И, говоря так, он встал одной ногой на нижнюю ступеньку, а другой на следующую и в таком положении дотянулся до ковша, лежащего наверху. А она с тайной гордостью любовалась красотой и гибкостью его юного тела и, видя, что он не разгадал ее материнской хитрости, наивно полагая, что все дело в ковше, думала про себя: «Глупый ты мой. Родной мой».
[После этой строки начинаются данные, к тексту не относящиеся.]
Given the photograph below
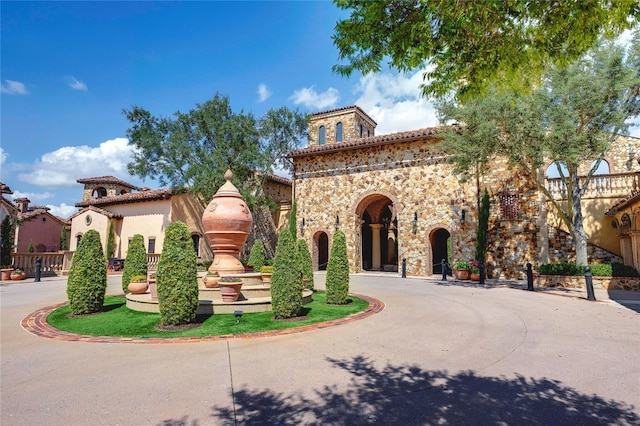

— Вот возьми, — сказал он, протягивая ей ковш ручкой вперед, изогнувшись в ее сторону и на этот раз прямо взглянув на нее, забыв о стеснении. Она взяла ковш с таким видом, словно только он ее и заботил, а сама украдкой следила за тем, как он спускается вниз, как повернулся к ней спиной и вышел в предбанник, высокий и гибкий, созданный ею, единственный, неповторимый, родной, так и не разгадавший ее хитрости.
Случалось ей иной раз просто так прильнуть к нему в тихий вечерний час, когда все по хозяйству уже сделано: стол после ужина прибран, и вымытая посуда опрокинута на теплой плите. Он усталый присаживался на скамейку у окна, обдумывая, что надлежит сделать завтра. Еще бы! Он же был хозяином в доме. А она потихоньку пристраивалась рядом, обняв его за плечи и делая вид, что с той же озабоченностью обдумывает порядок дел завтрашнего дня, но сама только любовалась им сбоку и прислушивалась к его голосу, не вникая особенно в суть его слов. Не то было для нее важно, как пройдет завтра работа. Да бог с ней, с работой! Хорошо она пройдет и радостно. Это она знала наперед. И весь день будет радостный и ясный, потому что с ней был он, ее сын. А еще прекраснее было то, что он в эту минуту сидел с ней рядом, ее родной, единственный, и произносил что-то своим басистым голосом, который так недавно у него установился и сквозь который все еще проникал прежний высокий, звонкий тон, так долго услаждавший ее слух.